Well I'm honestly glad you like my definition, but I'll insist that anyone who learns mechanics on a rigorous level, including the mathematics, is given the following basic definition for the energy ("work") expended in applying a force to an entity: $$W=\int \vec{F}\cdot\vec{\mathrm{d}x}$$. It's one of the first things they taught me in my first freshman mechanics course, and it says the same thing as my plain English definition, and then some. In fact, to be honest, the definition I gave you in English wasn't even as good as the mathematical one they taught me in my final year of junior high, or the slightly better one I was taught in my first year of high school.

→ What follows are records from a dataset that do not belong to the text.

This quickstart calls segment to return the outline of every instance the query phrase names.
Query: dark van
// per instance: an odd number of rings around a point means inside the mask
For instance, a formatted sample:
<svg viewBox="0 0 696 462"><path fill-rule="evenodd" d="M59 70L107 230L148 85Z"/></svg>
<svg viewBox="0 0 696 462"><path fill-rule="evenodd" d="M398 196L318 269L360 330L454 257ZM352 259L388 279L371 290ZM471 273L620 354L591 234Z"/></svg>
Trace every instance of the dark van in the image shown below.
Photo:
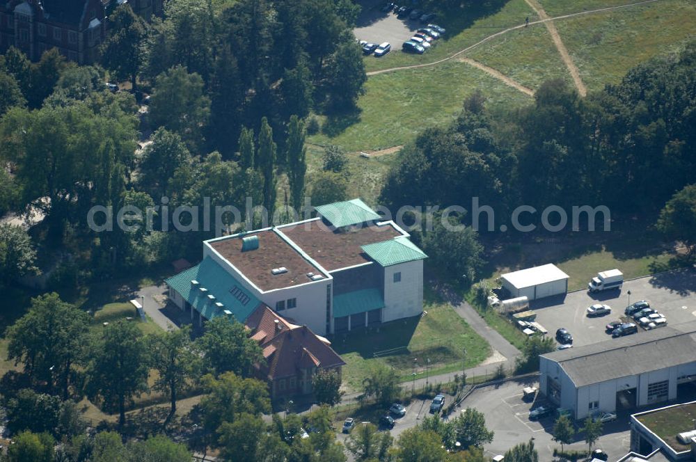
<svg viewBox="0 0 696 462"><path fill-rule="evenodd" d="M638 326L632 322L622 324L612 333L612 337L623 337L635 334L638 331Z"/></svg>

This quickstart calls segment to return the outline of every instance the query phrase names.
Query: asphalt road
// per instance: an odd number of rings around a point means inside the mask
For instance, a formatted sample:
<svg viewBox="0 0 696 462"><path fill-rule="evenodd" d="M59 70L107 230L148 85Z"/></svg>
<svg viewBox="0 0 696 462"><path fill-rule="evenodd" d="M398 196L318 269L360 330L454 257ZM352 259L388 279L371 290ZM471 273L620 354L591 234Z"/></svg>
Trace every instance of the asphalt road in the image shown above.
<svg viewBox="0 0 696 462"><path fill-rule="evenodd" d="M564 327L573 335L574 346L603 342L611 338L604 327L611 321L624 316L624 309L631 303L647 300L651 308L667 317L670 324L696 320L696 273L689 271L665 273L626 281L619 292L610 290L590 294L585 290L571 292L564 298L551 297L535 301L530 308L537 313L537 322L555 335L556 329ZM588 318L587 307L604 303L612 308L611 314ZM643 330L638 330L641 335Z"/></svg>

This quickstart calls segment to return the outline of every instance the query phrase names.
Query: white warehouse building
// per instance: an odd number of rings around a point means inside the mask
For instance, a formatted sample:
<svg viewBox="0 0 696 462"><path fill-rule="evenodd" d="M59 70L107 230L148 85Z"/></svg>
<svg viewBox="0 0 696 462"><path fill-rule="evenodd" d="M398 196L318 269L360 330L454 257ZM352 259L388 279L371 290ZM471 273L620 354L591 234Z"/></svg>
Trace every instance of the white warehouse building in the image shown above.
<svg viewBox="0 0 696 462"><path fill-rule="evenodd" d="M199 324L244 322L260 304L324 335L423 310L423 260L409 234L354 199L303 221L203 242L203 260L166 280Z"/></svg>
<svg viewBox="0 0 696 462"><path fill-rule="evenodd" d="M512 298L537 300L568 292L568 275L551 263L507 273L500 279Z"/></svg>
<svg viewBox="0 0 696 462"><path fill-rule="evenodd" d="M539 357L539 391L576 419L676 399L696 381L696 321Z"/></svg>

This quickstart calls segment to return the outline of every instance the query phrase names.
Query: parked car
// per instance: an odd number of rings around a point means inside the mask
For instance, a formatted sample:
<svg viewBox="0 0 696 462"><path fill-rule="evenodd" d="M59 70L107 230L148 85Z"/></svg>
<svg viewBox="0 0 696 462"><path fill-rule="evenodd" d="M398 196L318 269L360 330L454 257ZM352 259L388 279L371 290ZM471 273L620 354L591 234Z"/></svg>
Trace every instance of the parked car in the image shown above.
<svg viewBox="0 0 696 462"><path fill-rule="evenodd" d="M413 34L413 37L418 37L418 38L422 38L428 43L432 43L432 41L434 40L430 35L425 33L422 33L421 32L416 32L416 33Z"/></svg>
<svg viewBox="0 0 696 462"><path fill-rule="evenodd" d="M626 316L632 316L633 313L640 311L641 310L644 310L645 308L649 308L650 303L647 303L644 300L641 300L637 301L635 303L631 303L628 306L626 307L624 310L624 314Z"/></svg>
<svg viewBox="0 0 696 462"><path fill-rule="evenodd" d="M384 42L383 43L380 43L379 46L374 50L374 56L378 58L379 56L383 56L390 51L391 44L388 42Z"/></svg>
<svg viewBox="0 0 696 462"><path fill-rule="evenodd" d="M617 328L614 332L612 333L612 337L624 337L624 335L630 335L631 334L635 334L638 331L638 326L632 322L624 323L618 328Z"/></svg>
<svg viewBox="0 0 696 462"><path fill-rule="evenodd" d="M651 314L648 314L647 316L644 316L643 317L638 319L638 324L646 327L648 324L651 323L655 319L664 319L665 315L661 314L660 313L653 313Z"/></svg>
<svg viewBox="0 0 696 462"><path fill-rule="evenodd" d="M394 428L394 424L396 422L394 421L394 419L393 419L389 415L385 415L379 417L379 425L381 427L386 427L388 429L393 429Z"/></svg>
<svg viewBox="0 0 696 462"><path fill-rule="evenodd" d="M427 27L428 29L432 29L432 30L435 31L441 35L444 35L445 33L447 32L447 31L445 29L444 27L440 27L437 24L428 24Z"/></svg>
<svg viewBox="0 0 696 462"><path fill-rule="evenodd" d="M603 424L606 424L608 422L614 422L616 420L616 414L614 413L605 412L603 411L598 411L592 413L592 419L594 420L599 420Z"/></svg>
<svg viewBox="0 0 696 462"><path fill-rule="evenodd" d="M604 316L606 314L611 314L611 307L608 305L602 305L601 303L595 303L590 308L587 308L587 317L592 317L594 316Z"/></svg>
<svg viewBox="0 0 696 462"><path fill-rule="evenodd" d="M418 54L422 54L425 52L425 48L413 40L404 42L404 45L402 45L402 49L406 53L416 53Z"/></svg>
<svg viewBox="0 0 696 462"><path fill-rule="evenodd" d="M400 404L399 403L394 403L393 404L391 405L391 407L389 408L389 412L390 412L392 414L394 414L394 415L397 415L398 417L404 417L404 415L406 415L406 408L404 408L403 405Z"/></svg>
<svg viewBox="0 0 696 462"><path fill-rule="evenodd" d="M633 313L633 319L638 321L640 318L645 317L646 316L649 314L652 314L654 312L656 312L652 308L645 308L644 310L641 310L640 311L636 311L635 313Z"/></svg>
<svg viewBox="0 0 696 462"><path fill-rule="evenodd" d="M564 344L573 343L573 336L562 327L556 330L556 340L558 340L558 343Z"/></svg>
<svg viewBox="0 0 696 462"><path fill-rule="evenodd" d="M350 433L354 428L355 428L355 420L349 417L343 422L343 433Z"/></svg>
<svg viewBox="0 0 696 462"><path fill-rule="evenodd" d="M541 419L542 417L548 415L551 413L551 408L546 407L545 406L540 406L536 409L532 409L532 412L529 413L530 420L537 420Z"/></svg>
<svg viewBox="0 0 696 462"><path fill-rule="evenodd" d="M434 19L436 16L437 16L437 15L434 13L427 13L420 16L420 22L425 24L428 21L432 21Z"/></svg>
<svg viewBox="0 0 696 462"><path fill-rule="evenodd" d="M624 323L622 322L621 321L612 321L610 323L606 325L606 326L605 327L605 330L606 330L606 333L608 334L610 334L611 333L614 332L615 329L616 329L617 327L619 327L623 324Z"/></svg>
<svg viewBox="0 0 696 462"><path fill-rule="evenodd" d="M430 43L427 40L424 40L423 39L420 38L420 37L416 37L414 35L413 37L411 38L411 42L416 42L419 45L420 45L421 47L422 47L423 48L425 48L426 51L427 51L427 49L429 48L430 48Z"/></svg>
<svg viewBox="0 0 696 462"><path fill-rule="evenodd" d="M430 403L430 412L434 414L439 413L442 411L443 406L445 406L445 397L442 395L438 395L433 398L433 402Z"/></svg>
<svg viewBox="0 0 696 462"><path fill-rule="evenodd" d="M429 27L421 27L417 31L417 32L427 34L436 40L440 38L440 33L430 29Z"/></svg>
<svg viewBox="0 0 696 462"><path fill-rule="evenodd" d="M363 45L363 53L365 54L372 54L372 51L377 49L377 43L367 42Z"/></svg>
<svg viewBox="0 0 696 462"><path fill-rule="evenodd" d="M651 330L653 329L656 329L658 327L665 327L665 326L667 326L667 319L660 318L653 321L651 323L648 324L645 328L648 330Z"/></svg>
<svg viewBox="0 0 696 462"><path fill-rule="evenodd" d="M531 401L537 394L537 387L525 387L522 389L522 399Z"/></svg>
<svg viewBox="0 0 696 462"><path fill-rule="evenodd" d="M601 449L594 449L592 451L592 460L594 459L606 462L609 460L609 454Z"/></svg>

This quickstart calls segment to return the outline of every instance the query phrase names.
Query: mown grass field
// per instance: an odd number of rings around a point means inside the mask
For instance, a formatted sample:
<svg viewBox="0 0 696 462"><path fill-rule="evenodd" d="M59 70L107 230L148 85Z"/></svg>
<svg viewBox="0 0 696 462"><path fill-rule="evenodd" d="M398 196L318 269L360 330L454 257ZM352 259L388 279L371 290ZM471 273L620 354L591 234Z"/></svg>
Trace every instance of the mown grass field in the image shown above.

This is one reason you simply can't skip the math if you want to learn the real science and precisely what it does and doesn't imply. It's a well-understood fact that nature at its fundamental level behaves according to consistent mathematical principles and patterns, and if you try to describe it in any other language, things get lost in the translation and you end up with all kinds of laymen arguing with each other based on their understanding of what their favourite pop scientist said on TV. Without the math, you have no means of evaluating the logical consistency of a physical theory and no means of determining precisely what happens when you conduct a thought experiment.
Now it's your turn. You promised you would try to answer my questions about your knowledge of Minkowski spacetime as it applies to light cones, and I'm still waiting on my own part.